(MONSIEUR HARDOUIN, LE MARQUIS DE TOURVELLE.)
Le Marquis de Tourvelle
Vous rêviez là bien profondément.
Monsieur Hardouin
Je rêvais ; oui, je rêvais, et si vous voulez que je vous le confesse, je rêvais à toutes ces fausses joies du monde… J'en suis las et très-las.
Le Marquis de Tourvelle
Vous l'avouerai-je à mon tour ? J'ai toujours bien espéré de vous, car je vous ai remarqué des sentiments de religion : au milieu de vos égarements vous avez respecté la religion ; courage ! mon cher Hardouin ; point de mauvaise honte ; ce qui m'est arrivé, vous arrivera : les brocards pleuvront sur vous ; il faut s'attendre à cela ; mais il faut aller à Dieu quand il nous appelle, les moments de la grâce ne sont pas fréquents. Quand vous aurez pris intrépidement votre parti, venez me voir, je vous mettrai entre les mains d'un homme ; ah ! quel homme !… mais il faut que je vous quitte. Le père Élisée, et après le père Élisée, je nomme à ce prieuré de Préfontaine, pour lequel on me sollicite de tous les côtés.
Monsieur Hardouin
Mais à propos, on dit par le monde, on m'a dit que vous le destiniez à un abbé Gauchat, et j'en suis vraiment affligé. L'abbé Gauchat est un de mes compagnons d'étude.
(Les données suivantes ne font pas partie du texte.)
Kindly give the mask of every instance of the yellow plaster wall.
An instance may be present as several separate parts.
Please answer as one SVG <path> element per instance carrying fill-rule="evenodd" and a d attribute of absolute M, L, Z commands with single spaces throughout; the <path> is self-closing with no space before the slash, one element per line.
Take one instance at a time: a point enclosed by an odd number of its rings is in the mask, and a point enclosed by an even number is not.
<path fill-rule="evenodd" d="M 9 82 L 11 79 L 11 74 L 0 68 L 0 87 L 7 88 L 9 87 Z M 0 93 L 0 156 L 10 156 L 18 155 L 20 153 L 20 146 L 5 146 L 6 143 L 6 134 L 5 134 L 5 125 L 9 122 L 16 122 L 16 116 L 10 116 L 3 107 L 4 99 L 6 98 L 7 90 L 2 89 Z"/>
Il fait de jolis vers, il fréquente la bonne compagnie, il joue, il a d'excellent vin de Champagne, dont il n'est pas économe, et il attend ce bénéfice pour faire usage de son revenu, mais, entre nous, un usage détestable.
Le Marquis de Tourvelle
C'est l'abbé Dubuisson que vous voulez dire.
Monsieur Hardouin
Fi donc ! l'abbé Dubuisson est un homme doué de toutes les vertus et de toutes les connaissances de son état, et qui, par ses mœurs, fait l'édification de son séminaire où il a toujours vécu.
Le Marquis de Tourvelle
Que m'apprenez-vous là ?
Monsieur Hardouin
Je gagerais bien que c'est une petite dévote de vingt ans qui vous a recommandé le Gauchat.
Le Marquis de Tourvelle
Il est vrai, et une dévote dont la chaleur m'a paru suspecte.
Monsieur Hardouin
Et avec laquelle… Mon témoignage ne vous le paraîtra pas quand vous saurez que le Gauchat est de ma province, et peut-être un peu mon parent du côté de ma mère ; ainsi si je ne consultais que les liaisons du sang, c'est pour lui que je vous parlerais, mais il s'agit bien de cela ! Il n'y a déjà que trop de mauvais dépositaires du patrimoine des pauvres, sans en augmenter le nombre. Le patrimoine des pauvres !
Le Marquis de Tourvelle
Le patrimoine des pauvres !… Venez que je vous embrasse pour le service important que vous me rendez. Quelle balourdise j'allais commettre ! Je manquerai le père Élisée, mais l'abbé Dubuisson aura le prieuré, je vous en réponds. Adieu, mon ami. Si vous m'en croyez, vous écouterez le mouvement salutaire de votre conscience, et le plus tôt sera le mieux.